Key Areas for Earning Marks

In Paper 1, substantial marks were concentrated in Databases (13 marks) and Communication (13 marks). Candidates who mastered the mechanics of INNER JOIN and GROUP BY clauses in SQL, alongside the 5-step process of digital signature verification, found themselves with a strong foundation. In Paper 2, the bulk of the marks was dominated by Programming (38 marks), specifically testing structured array manipulation, file writing, and validation test plans.

Common Pitfalls & Examiner Insights

Examiners highlighted several critical areas where students threw away marks:

  • File Mode Mismanagement: In Paper 2, Q7(b), candidates frequently forgot to close the text file after reading the existing lines before attempting to reopen it in APPEND mode. Doing so creates resource locks or runtime errors.
  • Partial Swapping in 2D Arrays: In the 2D array bubble sort (Q6(b)), a classic mistake was only swapping the speed values in column 1 while leaving the corresponding sensor IDs in column 2 unchanged, which completely corrupted the record association.
  • SQL Aggregate Grouping: Failing to include all non-aggregated SELECT fields inside the GROUP BY statement led to syntax errors in SQL.

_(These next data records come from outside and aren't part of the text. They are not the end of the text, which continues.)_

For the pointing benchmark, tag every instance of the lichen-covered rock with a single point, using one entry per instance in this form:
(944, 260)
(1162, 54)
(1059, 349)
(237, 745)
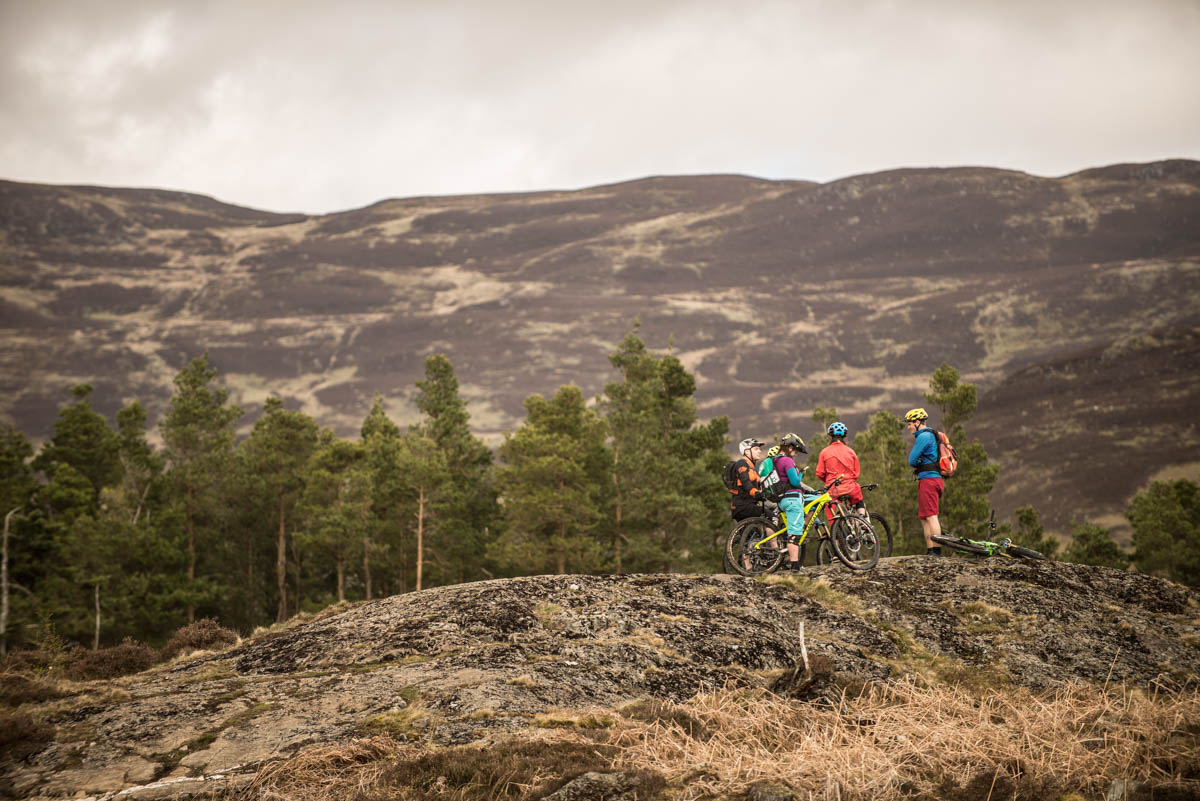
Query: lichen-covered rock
(475, 662)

Preparation Strategy & Future Outlook

To succeed in future sessions, students must shift from memorizing basic templates to writing adaptable code. Practice sorting multi-dimensional arrays where elements are linked. For theory, create active-recall cards for hardware processes (like magnetic disks) and security pipelines (digital signature hashing and encryption). We predict that future papers will continue to test Acyclic Graphs or Binary Search variants which were less prominent in this series, so prepare those thoroughly.